Automating Your Code

It’s been far too long since I’ve posted, but I wanted to share a small piece of how my work has changed over the last year in case my experience ends up being helpful for anyone.

Automated Actions with Code

For a few years now I’ve gotten used to setting up projects as code repositories (by this I really mean GitHub repositories, but I assume there are other providers to host versioned code). The point of these repositories is to make it easy to track changes to a collection of code, even when a group of people is collaborating and updating different parts of the code. For a while I thought that my sophistication with this system would develop mostly in the areas of managing and tracking these code changes (pull requests, working on branches, etc.), but in the last few months my eyes have been opened to a whole new world of automated tests or “actions.”

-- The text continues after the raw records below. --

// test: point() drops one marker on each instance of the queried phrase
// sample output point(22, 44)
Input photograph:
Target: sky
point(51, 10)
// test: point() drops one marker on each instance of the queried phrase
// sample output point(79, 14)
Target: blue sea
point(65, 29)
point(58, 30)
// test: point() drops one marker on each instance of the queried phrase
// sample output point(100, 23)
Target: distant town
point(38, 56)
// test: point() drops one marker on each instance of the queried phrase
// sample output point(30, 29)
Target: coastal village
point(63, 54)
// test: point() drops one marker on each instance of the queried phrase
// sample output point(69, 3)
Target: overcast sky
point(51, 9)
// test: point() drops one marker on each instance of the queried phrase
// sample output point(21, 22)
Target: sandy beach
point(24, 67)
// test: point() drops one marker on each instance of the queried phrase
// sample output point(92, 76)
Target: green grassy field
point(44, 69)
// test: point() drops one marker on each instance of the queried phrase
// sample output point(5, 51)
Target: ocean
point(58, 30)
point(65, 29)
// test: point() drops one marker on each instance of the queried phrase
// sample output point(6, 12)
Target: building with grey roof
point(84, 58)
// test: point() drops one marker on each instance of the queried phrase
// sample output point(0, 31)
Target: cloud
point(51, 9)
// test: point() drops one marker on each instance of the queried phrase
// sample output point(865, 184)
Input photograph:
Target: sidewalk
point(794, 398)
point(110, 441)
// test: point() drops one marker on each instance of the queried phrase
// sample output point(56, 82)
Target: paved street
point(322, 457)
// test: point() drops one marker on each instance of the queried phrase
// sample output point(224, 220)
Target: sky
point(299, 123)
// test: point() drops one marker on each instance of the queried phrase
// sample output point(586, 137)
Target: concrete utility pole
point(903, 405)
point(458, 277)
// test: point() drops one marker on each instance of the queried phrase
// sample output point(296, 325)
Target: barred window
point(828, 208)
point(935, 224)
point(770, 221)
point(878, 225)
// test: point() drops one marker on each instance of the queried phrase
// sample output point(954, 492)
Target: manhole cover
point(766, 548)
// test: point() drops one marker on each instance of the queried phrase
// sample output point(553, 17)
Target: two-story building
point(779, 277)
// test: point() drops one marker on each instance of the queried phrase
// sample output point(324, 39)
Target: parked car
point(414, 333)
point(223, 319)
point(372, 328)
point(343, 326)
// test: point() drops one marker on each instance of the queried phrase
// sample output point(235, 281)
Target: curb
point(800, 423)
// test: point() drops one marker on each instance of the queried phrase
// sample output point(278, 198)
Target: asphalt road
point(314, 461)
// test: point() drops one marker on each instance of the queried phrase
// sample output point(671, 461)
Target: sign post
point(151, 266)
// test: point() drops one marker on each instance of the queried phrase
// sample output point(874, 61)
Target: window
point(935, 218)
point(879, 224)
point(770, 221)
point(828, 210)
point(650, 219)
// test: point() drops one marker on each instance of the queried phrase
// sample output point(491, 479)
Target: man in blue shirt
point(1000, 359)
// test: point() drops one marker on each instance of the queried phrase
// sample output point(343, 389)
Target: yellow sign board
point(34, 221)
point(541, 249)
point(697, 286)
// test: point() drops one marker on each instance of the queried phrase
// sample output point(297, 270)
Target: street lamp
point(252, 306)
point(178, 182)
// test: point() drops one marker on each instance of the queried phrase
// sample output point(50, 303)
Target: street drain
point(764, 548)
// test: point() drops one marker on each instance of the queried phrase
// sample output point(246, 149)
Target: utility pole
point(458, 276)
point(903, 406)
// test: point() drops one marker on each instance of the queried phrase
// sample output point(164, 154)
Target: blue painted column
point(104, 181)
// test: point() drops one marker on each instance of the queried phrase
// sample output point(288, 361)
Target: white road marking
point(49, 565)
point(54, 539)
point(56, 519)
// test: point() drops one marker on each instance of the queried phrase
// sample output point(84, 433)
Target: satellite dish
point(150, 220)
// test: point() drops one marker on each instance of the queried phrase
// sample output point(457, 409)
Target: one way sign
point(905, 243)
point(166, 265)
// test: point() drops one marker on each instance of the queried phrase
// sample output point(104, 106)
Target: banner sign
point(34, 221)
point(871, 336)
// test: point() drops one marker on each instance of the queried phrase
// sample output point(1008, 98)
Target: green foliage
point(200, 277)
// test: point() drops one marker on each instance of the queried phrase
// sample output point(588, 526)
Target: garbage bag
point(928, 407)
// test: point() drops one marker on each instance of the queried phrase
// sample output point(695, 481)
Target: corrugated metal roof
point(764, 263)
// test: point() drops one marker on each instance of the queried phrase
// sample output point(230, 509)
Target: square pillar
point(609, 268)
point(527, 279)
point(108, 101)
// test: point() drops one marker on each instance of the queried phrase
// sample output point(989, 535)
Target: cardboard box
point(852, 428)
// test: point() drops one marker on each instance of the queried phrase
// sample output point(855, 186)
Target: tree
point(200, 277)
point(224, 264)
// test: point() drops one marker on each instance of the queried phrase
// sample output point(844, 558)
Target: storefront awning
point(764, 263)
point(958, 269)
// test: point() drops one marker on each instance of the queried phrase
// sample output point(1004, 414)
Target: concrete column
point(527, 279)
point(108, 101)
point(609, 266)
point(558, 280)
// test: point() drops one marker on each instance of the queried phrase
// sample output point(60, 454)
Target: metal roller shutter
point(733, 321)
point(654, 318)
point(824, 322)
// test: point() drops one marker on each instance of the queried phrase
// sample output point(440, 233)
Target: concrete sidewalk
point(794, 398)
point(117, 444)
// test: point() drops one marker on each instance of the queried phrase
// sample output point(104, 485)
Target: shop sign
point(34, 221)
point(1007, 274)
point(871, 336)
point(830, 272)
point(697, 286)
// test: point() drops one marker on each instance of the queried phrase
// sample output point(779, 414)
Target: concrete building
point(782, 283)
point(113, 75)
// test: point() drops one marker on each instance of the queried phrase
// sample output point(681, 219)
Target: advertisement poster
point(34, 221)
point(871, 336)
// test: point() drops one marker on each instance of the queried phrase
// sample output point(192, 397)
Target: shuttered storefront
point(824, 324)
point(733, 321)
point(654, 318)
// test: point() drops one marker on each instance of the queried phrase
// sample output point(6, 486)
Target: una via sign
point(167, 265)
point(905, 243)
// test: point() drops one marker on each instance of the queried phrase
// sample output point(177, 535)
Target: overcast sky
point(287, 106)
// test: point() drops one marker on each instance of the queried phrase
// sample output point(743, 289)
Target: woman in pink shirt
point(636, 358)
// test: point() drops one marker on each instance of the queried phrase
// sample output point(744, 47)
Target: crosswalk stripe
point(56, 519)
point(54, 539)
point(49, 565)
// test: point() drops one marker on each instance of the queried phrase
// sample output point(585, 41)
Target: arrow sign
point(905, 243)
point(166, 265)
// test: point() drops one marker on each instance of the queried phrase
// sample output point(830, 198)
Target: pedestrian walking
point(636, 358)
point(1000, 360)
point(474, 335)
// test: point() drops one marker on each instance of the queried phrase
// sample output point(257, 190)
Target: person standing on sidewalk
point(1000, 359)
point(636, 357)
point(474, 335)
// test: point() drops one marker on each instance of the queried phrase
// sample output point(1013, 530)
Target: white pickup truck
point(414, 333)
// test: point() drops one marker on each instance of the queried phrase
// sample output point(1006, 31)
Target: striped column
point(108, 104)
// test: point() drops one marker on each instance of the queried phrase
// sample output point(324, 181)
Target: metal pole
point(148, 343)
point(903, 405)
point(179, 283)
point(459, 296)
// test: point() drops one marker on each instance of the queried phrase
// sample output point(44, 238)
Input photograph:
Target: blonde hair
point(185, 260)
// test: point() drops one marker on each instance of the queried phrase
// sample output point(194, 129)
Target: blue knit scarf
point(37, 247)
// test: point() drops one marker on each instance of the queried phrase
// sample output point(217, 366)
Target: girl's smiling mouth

Of course, providers like GitLab, CircleCI, TravisCI, etc. have been providing tools for automated code execution for some time, but I never ended up setting those systems up myself and so they seemed a bit too intimidating to start out with. Then, sometime last year GitHub introduced a new part of their website called “Actions” and I started to dive in.

The idea with these actions is that you can automatically execute some compute using the code in your repository. This compute has to be pretty limited, can’t use that much resources and can’t run for that long, but it’s more than enough capacity to do some really useful things.

Pipeline Validation

One task I spend time on is building small workflows to help people run bioinformatics. Something that I’ve found very useful with these workflows is that you can set up an action which will automatically run the entire pipeline and report if any errors are encountered. The prerequisite here is that you have to be able to generate testing data which will run in ~5 minutes, but the benefit is that you can test a range of conditions with your code, and not have to worry that your local environment is misleading you. This is also really nice in case you are making a minor change and don’t want to run any tests locally — all the tests run automatically and you just get a nice email if there are any problems. Peace of mind! Here is an example of the configuration that I used for running this type of testing with a recent repository.

Packaging for Distribution

I recently worked on a project for which I needed to wrap up a small script which would run on multiple platforms as a standalone executable. As common as this task is, it’s not something I’ve done frequently and I wasn’t particularly confident in my ability to cross-compile from my laptop for Windows, Ubuntu, and MacOS. Luckily, I was able to figure out how to configure actions which would package up my code for three different operating systems, and automatically attach those executables as assets to tagged releases. This means that all I have to do to release a new set of binaries is to push a tagged commit, and everything else is just taken care of for me.

In the end, I think that spending more time in bioinformatics means figuring out all of the things which you don’t actually have to do and automating them. If you are on the fence, I would highly recommend getting acquainted with some automated testing system like GitHub Actions to see what work you can take off your plate entirely to focus on more interesting things.